아홉 - Kim Hana?
"Aku bertanya-tanya bagaimana Soyeon bisa membawamu kembali ke kantor. Rasanya punggungku mau patah hanya karena membopongmu." Woojin meregangkan tangan dan punggungnya usai membantu Jihoon duduk di sofa lobi.
Jihoon menyandarkan kepala supaya rasa pusingnya bisa cepat menghilang. "Mengapa kau menawarkan diri di depan Soyeon untuk membantuku kalau begini saja kau mengeluh?"
"Aku ini sahabatmu." Woojin duduk di sampingnya. "Atau kau lebih memilih untuk dibantu Soyeon?"
Jihoon menegakkan badannya. "Maksudmu?"
"Soyeon baik ya," ucap Woojin tiba-tiba. "Kau tidak seharusnya bersikap dingin padanya."
Sambil sedikit memijit kepalanya, Jihoon berkata, "Iya, aku tau."

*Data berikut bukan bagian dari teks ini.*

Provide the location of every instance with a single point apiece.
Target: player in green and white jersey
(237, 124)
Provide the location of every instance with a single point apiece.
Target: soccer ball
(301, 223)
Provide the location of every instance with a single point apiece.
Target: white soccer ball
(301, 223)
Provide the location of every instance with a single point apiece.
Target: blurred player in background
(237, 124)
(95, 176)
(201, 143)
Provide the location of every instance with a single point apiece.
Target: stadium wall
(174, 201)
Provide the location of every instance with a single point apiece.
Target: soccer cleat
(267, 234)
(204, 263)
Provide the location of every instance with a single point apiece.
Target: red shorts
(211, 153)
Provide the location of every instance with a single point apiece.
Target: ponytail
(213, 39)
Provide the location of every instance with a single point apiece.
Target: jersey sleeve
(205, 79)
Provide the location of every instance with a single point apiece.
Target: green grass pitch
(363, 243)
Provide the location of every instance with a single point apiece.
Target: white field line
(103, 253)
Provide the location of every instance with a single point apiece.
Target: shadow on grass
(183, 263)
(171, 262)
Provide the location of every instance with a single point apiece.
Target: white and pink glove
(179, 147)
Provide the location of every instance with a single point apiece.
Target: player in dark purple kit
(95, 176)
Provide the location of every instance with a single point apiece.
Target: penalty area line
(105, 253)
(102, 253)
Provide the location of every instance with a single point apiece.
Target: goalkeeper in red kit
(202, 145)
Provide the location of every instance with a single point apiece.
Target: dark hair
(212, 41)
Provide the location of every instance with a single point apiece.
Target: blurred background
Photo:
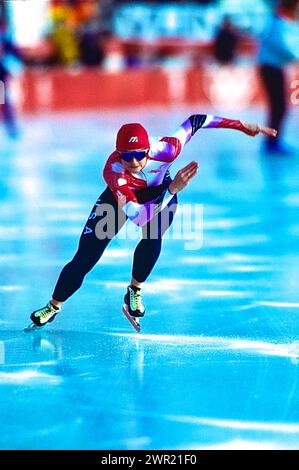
(216, 365)
(111, 53)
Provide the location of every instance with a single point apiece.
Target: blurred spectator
(10, 62)
(226, 42)
(279, 46)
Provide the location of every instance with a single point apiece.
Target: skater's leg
(93, 241)
(146, 255)
(148, 249)
(91, 247)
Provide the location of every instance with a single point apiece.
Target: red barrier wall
(67, 90)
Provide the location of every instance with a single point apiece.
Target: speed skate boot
(133, 308)
(42, 316)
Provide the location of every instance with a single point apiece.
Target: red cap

"Sayangnya dia sudah punya pacar. Padahal aku mau menaruh hati padanya." Woojin tertawa, tapi pandangan Jihoon padanya justru tidak enak.
Mata lelaki itu memicing tajam. Dahinya mengernyit. Terdiam beberapa saat kemudian tawanya meluap.
Ia menaikkan alisnya berulang kali. "Kenapa kau menatapku seperti itu? Ada yang salah dengan ucapanku?"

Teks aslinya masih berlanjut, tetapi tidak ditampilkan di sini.